In his speciality of plastic reconstructive surgery for cancer patients, Mr Pritchard-Jones said CIPHA has already enabled a very different approach to, for instance, waiting list management.

“We’re using data that looks at what we know about patients’ comorbidities, finding those at highest risk of things like chest infections and cardiac complications, and pulling them into prehabilitation programmes,” he explained.

“And when I look at the background of these patients, there is no surprise that those who live with some of the most challenging comorbidities come from our most deprived backgrounds. Forty per cent of our highest risk patients are from the 20 per cent most deprived communities that we serve.”

This approach – identifying the patients most at risk of complications from surgery, and offering interventions that lower that risk prior to performing any operation – has “almost completely eliminated post-op chest infection” in the first patients to which it’s been applied. It’s also helped those in this group to heal more swiftly following surgery, decreasing lengths of stay.

“It’s not only about improving the outcomes of patients, but also making better use of the challenged resources that we have. And that feels like precisely the right thing for us to be doing,” said Mr Pritchard-Jones.

The human element

It is a viewpoint shared by Matt Gaunt. Mr Gaunt is director of finance and deputy chief executive of Lincolnshire Integrated Care Board, but also leads its data analysis and population health management work. This has included uniting datasets from local NHS organisations and local authorities and then overlaying the index of multiple deprivation.

“It’s enabled clinicians to not only prove what they see day in and day out in their practices, but actually to uncover hidden elements and take action on them,” Mr Gaunt explained.

The ICB has a specific strategy of pushing the data to primary care networks and then supporting staff there to design and implement interventions.
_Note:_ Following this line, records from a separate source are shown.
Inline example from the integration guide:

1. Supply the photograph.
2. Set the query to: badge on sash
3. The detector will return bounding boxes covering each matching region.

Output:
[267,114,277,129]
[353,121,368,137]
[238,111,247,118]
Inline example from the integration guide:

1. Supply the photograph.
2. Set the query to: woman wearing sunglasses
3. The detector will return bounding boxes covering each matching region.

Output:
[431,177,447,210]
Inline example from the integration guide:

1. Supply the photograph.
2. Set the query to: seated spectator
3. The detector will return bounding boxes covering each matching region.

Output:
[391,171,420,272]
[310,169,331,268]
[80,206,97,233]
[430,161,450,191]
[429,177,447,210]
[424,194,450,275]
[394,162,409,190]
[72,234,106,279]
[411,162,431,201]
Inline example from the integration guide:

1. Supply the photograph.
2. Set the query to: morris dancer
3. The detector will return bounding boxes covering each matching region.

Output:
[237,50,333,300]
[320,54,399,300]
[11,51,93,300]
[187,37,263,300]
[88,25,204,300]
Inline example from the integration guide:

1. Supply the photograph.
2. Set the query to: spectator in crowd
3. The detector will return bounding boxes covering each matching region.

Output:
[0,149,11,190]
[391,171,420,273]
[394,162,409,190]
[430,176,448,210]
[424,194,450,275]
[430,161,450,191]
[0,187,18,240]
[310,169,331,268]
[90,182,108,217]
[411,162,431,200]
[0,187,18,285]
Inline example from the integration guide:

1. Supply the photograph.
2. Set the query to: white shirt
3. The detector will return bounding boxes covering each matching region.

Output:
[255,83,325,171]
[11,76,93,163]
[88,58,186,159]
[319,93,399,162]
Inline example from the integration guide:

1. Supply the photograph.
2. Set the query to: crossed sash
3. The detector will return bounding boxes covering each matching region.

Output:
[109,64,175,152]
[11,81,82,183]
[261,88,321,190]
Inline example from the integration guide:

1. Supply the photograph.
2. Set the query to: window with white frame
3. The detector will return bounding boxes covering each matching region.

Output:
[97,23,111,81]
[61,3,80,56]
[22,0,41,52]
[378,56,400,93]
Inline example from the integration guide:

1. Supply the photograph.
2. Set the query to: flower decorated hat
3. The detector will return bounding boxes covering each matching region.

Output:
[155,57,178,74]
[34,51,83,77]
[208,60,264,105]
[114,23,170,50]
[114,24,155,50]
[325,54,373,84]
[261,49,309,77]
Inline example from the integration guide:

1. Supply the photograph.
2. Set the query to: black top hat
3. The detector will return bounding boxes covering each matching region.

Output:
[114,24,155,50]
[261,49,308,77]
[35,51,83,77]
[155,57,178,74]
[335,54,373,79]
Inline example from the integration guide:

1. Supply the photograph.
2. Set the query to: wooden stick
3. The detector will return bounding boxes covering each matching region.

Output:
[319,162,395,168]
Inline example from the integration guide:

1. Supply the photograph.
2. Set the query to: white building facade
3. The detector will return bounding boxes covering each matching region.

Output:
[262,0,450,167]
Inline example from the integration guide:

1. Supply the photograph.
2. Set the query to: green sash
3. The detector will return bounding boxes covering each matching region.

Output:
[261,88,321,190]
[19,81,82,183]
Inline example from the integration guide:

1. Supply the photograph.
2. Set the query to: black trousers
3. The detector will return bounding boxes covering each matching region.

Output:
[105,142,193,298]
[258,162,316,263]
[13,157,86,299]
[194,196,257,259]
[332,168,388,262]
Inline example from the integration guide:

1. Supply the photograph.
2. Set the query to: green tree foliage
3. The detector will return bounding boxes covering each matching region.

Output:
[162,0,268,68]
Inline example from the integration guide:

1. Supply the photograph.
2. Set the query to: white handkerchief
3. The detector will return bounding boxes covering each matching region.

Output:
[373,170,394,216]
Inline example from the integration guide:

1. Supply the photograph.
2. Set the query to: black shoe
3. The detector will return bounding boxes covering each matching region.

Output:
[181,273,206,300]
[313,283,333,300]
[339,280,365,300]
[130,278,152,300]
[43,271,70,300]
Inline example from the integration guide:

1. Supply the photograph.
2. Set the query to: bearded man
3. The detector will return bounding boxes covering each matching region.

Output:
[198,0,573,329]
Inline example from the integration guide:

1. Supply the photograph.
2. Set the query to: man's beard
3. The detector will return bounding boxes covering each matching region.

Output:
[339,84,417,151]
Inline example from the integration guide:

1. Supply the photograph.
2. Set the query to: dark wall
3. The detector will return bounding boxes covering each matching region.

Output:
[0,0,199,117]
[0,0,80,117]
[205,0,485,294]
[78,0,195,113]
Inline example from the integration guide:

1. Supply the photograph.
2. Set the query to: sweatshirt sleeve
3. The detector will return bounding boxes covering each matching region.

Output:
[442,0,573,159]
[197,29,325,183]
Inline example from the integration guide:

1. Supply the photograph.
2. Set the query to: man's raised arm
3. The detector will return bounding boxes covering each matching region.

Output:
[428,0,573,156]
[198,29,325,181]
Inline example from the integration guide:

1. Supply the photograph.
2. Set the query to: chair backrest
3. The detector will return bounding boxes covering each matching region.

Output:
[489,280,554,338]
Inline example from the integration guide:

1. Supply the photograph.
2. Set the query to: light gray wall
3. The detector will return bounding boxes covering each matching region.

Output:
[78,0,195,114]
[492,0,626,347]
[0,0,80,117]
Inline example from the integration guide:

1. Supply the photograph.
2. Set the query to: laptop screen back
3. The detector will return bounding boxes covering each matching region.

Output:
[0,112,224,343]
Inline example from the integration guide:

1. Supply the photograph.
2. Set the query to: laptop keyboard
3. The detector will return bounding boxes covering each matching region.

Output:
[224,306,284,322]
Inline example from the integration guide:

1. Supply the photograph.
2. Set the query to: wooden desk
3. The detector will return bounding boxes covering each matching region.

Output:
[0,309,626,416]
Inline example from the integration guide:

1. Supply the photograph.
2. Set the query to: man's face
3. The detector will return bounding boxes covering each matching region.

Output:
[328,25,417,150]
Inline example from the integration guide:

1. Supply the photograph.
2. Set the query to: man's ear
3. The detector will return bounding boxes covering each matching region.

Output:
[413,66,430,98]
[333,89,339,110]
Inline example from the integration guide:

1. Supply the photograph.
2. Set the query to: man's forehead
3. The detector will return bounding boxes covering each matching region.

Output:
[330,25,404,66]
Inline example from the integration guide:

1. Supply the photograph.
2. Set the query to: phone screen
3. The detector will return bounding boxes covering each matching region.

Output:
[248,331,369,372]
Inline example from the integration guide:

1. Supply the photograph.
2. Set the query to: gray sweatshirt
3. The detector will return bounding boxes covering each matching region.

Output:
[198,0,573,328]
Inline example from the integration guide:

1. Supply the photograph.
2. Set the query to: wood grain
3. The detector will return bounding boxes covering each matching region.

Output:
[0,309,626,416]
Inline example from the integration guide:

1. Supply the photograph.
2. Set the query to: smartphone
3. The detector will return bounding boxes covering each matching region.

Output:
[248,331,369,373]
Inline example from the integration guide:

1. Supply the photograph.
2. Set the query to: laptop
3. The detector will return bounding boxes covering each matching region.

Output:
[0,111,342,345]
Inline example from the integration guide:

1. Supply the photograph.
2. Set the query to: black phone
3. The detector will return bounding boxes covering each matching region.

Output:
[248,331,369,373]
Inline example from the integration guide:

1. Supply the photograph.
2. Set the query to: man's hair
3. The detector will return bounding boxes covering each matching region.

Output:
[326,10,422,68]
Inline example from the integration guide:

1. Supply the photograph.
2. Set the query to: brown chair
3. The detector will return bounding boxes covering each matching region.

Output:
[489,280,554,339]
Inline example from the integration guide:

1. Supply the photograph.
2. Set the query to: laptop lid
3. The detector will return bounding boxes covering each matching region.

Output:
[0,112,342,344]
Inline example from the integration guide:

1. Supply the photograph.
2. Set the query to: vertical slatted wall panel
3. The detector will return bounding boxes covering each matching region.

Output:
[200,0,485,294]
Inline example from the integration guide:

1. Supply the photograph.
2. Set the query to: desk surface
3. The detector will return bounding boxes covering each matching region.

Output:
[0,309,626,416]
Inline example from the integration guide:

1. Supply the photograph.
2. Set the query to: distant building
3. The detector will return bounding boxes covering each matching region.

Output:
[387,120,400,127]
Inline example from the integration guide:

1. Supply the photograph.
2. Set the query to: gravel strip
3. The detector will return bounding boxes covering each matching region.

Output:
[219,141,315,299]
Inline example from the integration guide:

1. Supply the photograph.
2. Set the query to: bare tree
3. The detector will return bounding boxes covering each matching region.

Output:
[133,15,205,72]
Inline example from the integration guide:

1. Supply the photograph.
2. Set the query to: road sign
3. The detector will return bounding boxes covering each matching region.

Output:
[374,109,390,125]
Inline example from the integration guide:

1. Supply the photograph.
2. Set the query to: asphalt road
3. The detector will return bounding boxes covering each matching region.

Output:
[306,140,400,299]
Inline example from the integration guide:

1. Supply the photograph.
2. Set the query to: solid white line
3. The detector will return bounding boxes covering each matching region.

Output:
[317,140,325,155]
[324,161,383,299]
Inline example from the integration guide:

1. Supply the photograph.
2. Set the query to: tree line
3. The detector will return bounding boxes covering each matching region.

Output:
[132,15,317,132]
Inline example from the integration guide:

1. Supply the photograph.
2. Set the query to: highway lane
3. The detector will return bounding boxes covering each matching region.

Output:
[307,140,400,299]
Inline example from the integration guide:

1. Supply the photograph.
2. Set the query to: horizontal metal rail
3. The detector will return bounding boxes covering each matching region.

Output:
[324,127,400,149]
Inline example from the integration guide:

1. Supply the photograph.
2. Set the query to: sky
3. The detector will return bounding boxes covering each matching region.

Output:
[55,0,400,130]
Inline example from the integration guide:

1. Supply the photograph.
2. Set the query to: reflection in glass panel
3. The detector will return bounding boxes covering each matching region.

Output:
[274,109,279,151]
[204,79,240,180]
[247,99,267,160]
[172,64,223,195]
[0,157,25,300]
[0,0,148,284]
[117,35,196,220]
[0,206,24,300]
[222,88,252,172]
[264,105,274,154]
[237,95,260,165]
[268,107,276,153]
This has led to the identification of some core areas for action, and likes of pop-up hypertension clinics in local manufacturing workplaces. At one site, 50 per cent of people who visited the clinic were found to have high blood pressure – of that number, half weren’t registered with a GP.

“Often when we think about data, the mind goes to metrics and tools and segmentation or stratification,” said Dr Durka. “But I think [with data] there is an opportunity to unlock the power of our staff across health and care communities, and to work with communities.”

As Dr McShane put it: “Don’t underestimate the value that human intelligence brings to population health management. [This approach is] about empowering and enabling people who are predominantly coming to work to do a good job and do the best for the people in front of them.”

He concluded: “It’s about value-based care, and improving outcomes and experiences for people with the resources we have to hand – better value with what we’ve got.”